Behind the Guardian’s analysis of 100 years of MPs’ language on immigration


The Guardian has revealed a significant rightward shift toward sentiment relating to immigration among MPs speaking in the House of Commons in the past five years.

To do this analysis the Guardian’s Data Science and Data Projects teams, in collaboration with University College London, developed an in-house machine learning model to measure linguistic sentiment in debates in the Commons over the course of a century.

Unlike off-the-shelf sentiment models, the Guardian’s version distinguishes sentiment directed specifically at immigration from general emotionally charged language about any topic.

The development of the model involved the following process:

The researchers first used a list of trigger terms manually designed and verified by experts on immigration history to identify speeches most likely to be about immigration. This process narrowed the data down to a manageable sample.

To ensure the results were not biased by the choice of keywords, the team stress-tested their findings, running the analysis many times with different combinations of words and proving similar findings regardless of the specific combination of terms.

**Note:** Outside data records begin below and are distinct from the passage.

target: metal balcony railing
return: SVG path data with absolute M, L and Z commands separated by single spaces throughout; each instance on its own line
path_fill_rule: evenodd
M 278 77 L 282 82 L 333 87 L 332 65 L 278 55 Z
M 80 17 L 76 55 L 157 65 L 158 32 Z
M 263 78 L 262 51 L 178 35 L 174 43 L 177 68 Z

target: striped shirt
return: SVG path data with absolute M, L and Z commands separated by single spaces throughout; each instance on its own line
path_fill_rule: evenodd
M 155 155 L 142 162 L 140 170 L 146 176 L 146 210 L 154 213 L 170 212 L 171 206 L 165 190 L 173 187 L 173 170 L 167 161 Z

To build the dataset on which the sentiment model was trained, a team of 12 people manually labelled more than 1,250 fragments of parliamentary speeches and contributions over a century that were up to five sentences each.

Where the fragment was about immigration it was identified as such, and then classified as either positive, negative or neutral. Fragments that did not relate to immigration were classified as not about immigration.

The team also assessed the performance of several Large Language Models – which are a form of generative AI – for the purpose of labelling more fragments; statistical testing deemed their accuracy level to be robust.

The use of AI in this project was limited to the annotation process, which increased the training dataset used to develop the Guardian machine learning model up to more than 22,600 fragments of annotated parliamentary contributions in the last century.

The bespoke model was then applied to a century’s worth of debates and speeches made in the Commons, capturing almost 238,000 fragments relating to immigration between 1925 and the end of 2025, with each of them given a “sentiment label”.

The overall sentiment score for each year was calculated using only the fragments relating to immigration (a full speech can combine fragments that relate to immigration with ones that don’t). The annual score was then calculated by subtracting the number of negative snippets from the positive ones and dividing the result by the number of all snippets about immigration. This was also done individually for the main parties highlighted within the analysis.

As the model was built to measure sentiment in parliamentary speeches in aggregate, it has not been used to report the sentiment of individual contributions. The analysis has also excluded period of times for specific parties when there has not been enough contributions about immigration over a consistent period of time.